Unfortunately, though, we can't stop there.

I worry that the present anxious situation may stay in the collective memory for decades, much as the stock market crash of 1929 did. That could make people more risk-averse, possibly portending lower valuations on the stock market.

Consider that the 1929 crash and the Great Depression have remained vivid in the collective memory for over 90 years.

The stock market record from that period is sobering. I've calculated the real total return (including dividends and inflation) of the S&P Composite Stock Price Index. Using that metric, after the 1929 market peak, stock prices lost three-quarters of their value by 1932. They didn't rise above their 1929 peak until November 1936, seven years later.

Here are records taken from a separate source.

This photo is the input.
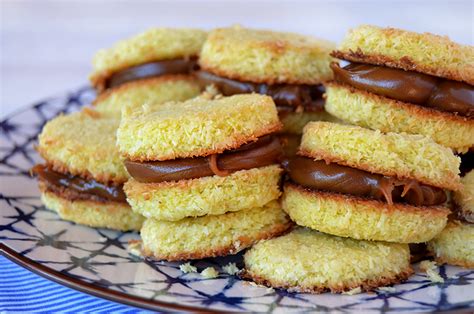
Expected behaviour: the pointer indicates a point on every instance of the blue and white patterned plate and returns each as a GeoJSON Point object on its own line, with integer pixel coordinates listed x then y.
{"type": "Point", "coordinates": [97, 262]}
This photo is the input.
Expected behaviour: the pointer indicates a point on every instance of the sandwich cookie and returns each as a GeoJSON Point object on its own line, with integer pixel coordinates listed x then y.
{"type": "Point", "coordinates": [400, 81]}
{"type": "Point", "coordinates": [201, 157]}
{"type": "Point", "coordinates": [154, 66]}
{"type": "Point", "coordinates": [354, 182]}
{"type": "Point", "coordinates": [288, 67]}
{"type": "Point", "coordinates": [210, 236]}
{"type": "Point", "coordinates": [455, 244]}
{"type": "Point", "coordinates": [83, 175]}
{"type": "Point", "coordinates": [309, 261]}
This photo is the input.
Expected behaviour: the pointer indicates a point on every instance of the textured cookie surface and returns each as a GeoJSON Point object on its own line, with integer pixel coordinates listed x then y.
{"type": "Point", "coordinates": [454, 245]}
{"type": "Point", "coordinates": [212, 195]}
{"type": "Point", "coordinates": [152, 45]}
{"type": "Point", "coordinates": [111, 215]}
{"type": "Point", "coordinates": [309, 261]}
{"type": "Point", "coordinates": [154, 90]}
{"type": "Point", "coordinates": [363, 219]}
{"type": "Point", "coordinates": [464, 198]}
{"type": "Point", "coordinates": [210, 236]}
{"type": "Point", "coordinates": [425, 53]}
{"type": "Point", "coordinates": [83, 144]}
{"type": "Point", "coordinates": [266, 57]}
{"type": "Point", "coordinates": [294, 122]}
{"type": "Point", "coordinates": [387, 115]}
{"type": "Point", "coordinates": [196, 127]}
{"type": "Point", "coordinates": [392, 154]}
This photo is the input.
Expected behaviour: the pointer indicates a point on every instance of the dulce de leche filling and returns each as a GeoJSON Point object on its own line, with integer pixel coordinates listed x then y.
{"type": "Point", "coordinates": [287, 97]}
{"type": "Point", "coordinates": [346, 180]}
{"type": "Point", "coordinates": [151, 69]}
{"type": "Point", "coordinates": [75, 187]}
{"type": "Point", "coordinates": [408, 86]}
{"type": "Point", "coordinates": [264, 152]}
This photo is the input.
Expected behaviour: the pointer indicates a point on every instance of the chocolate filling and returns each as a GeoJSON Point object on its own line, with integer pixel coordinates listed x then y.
{"type": "Point", "coordinates": [152, 69]}
{"type": "Point", "coordinates": [346, 180]}
{"type": "Point", "coordinates": [408, 86]}
{"type": "Point", "coordinates": [264, 152]}
{"type": "Point", "coordinates": [287, 97]}
{"type": "Point", "coordinates": [75, 187]}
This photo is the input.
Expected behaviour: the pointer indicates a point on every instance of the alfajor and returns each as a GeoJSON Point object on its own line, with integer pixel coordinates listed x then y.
{"type": "Point", "coordinates": [364, 184]}
{"type": "Point", "coordinates": [83, 175]}
{"type": "Point", "coordinates": [213, 235]}
{"type": "Point", "coordinates": [288, 67]}
{"type": "Point", "coordinates": [400, 81]}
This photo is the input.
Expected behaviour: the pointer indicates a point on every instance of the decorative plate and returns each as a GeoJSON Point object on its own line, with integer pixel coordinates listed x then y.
{"type": "Point", "coordinates": [96, 260]}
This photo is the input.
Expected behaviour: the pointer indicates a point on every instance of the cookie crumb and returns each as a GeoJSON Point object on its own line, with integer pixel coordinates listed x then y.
{"type": "Point", "coordinates": [231, 269]}
{"type": "Point", "coordinates": [135, 248]}
{"type": "Point", "coordinates": [209, 273]}
{"type": "Point", "coordinates": [431, 270]}
{"type": "Point", "coordinates": [188, 268]}
{"type": "Point", "coordinates": [353, 291]}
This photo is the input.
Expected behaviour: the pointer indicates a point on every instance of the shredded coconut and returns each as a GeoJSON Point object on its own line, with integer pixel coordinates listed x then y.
{"type": "Point", "coordinates": [431, 271]}
{"type": "Point", "coordinates": [209, 272]}
{"type": "Point", "coordinates": [231, 269]}
{"type": "Point", "coordinates": [188, 268]}
{"type": "Point", "coordinates": [353, 291]}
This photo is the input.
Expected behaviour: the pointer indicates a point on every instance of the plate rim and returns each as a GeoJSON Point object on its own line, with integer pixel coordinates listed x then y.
{"type": "Point", "coordinates": [92, 289]}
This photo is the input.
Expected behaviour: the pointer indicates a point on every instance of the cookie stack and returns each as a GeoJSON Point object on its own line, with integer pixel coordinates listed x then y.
{"type": "Point", "coordinates": [288, 67]}
{"type": "Point", "coordinates": [400, 81]}
{"type": "Point", "coordinates": [205, 173]}
{"type": "Point", "coordinates": [373, 187]}
{"type": "Point", "coordinates": [200, 175]}
{"type": "Point", "coordinates": [155, 66]}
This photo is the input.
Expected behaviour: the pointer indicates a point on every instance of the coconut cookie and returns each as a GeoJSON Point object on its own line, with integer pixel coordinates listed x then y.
{"type": "Point", "coordinates": [82, 178]}
{"type": "Point", "coordinates": [373, 186]}
{"type": "Point", "coordinates": [400, 81]}
{"type": "Point", "coordinates": [210, 236]}
{"type": "Point", "coordinates": [455, 244]}
{"type": "Point", "coordinates": [310, 261]}
{"type": "Point", "coordinates": [464, 198]}
{"type": "Point", "coordinates": [202, 156]}
{"type": "Point", "coordinates": [154, 66]}
{"type": "Point", "coordinates": [288, 67]}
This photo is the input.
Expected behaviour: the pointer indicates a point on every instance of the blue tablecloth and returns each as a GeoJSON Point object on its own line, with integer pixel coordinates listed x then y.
{"type": "Point", "coordinates": [24, 292]}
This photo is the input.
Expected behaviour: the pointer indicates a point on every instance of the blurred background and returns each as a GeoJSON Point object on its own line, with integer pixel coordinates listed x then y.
{"type": "Point", "coordinates": [47, 46]}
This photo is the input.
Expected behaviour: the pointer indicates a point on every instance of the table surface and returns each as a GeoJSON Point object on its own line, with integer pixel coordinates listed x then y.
{"type": "Point", "coordinates": [47, 46]}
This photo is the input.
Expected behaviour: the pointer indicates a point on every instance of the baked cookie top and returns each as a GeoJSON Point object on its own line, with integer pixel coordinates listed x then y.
{"type": "Point", "coordinates": [425, 53]}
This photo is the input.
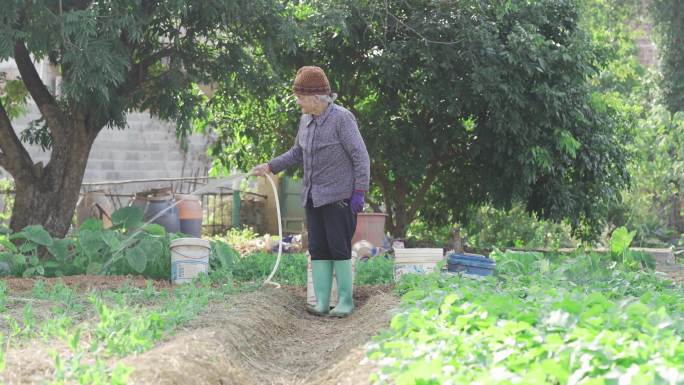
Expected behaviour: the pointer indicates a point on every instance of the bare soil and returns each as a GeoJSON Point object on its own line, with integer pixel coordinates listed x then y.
{"type": "Point", "coordinates": [261, 337]}
{"type": "Point", "coordinates": [267, 337]}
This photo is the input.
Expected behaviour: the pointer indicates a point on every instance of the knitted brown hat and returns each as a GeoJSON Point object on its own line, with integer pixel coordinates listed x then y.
{"type": "Point", "coordinates": [311, 80]}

That's not the end of the story. The market fell again in 1937, and oscillated above and below the 1929 level for many years. In fact, it was not until 1949, 20 years after the 1929 crash, that the real total return index finally surpassed its 1929 level on a sustainable basis.

Let's hope that the current pandemic does not reach proportions so tragic that will similarly blossom into a narrative that is remembered for decades, with the power of depressing stock prices for a long time. I think there is a risk that could happen but I don't expect that it will.

On balance, I'd emphasise that the stock market is not as expensive as it was just a month ago. Based on history we would expect to see it to be a reasonable long-term investment, attractive at a time when interest rates are low.

As a practical matter, my advice is to look at your portfolio to make sure that it is not so heavily weighted to stocks that further losses would be unbearable. Otherwise, I'd try not to worry too much about the stock market. Most likely, it will do moderately well in the coming years, even if there is a risk that you will need to be very patient.

I would worry more about keeping one's family safe from the coronavirus.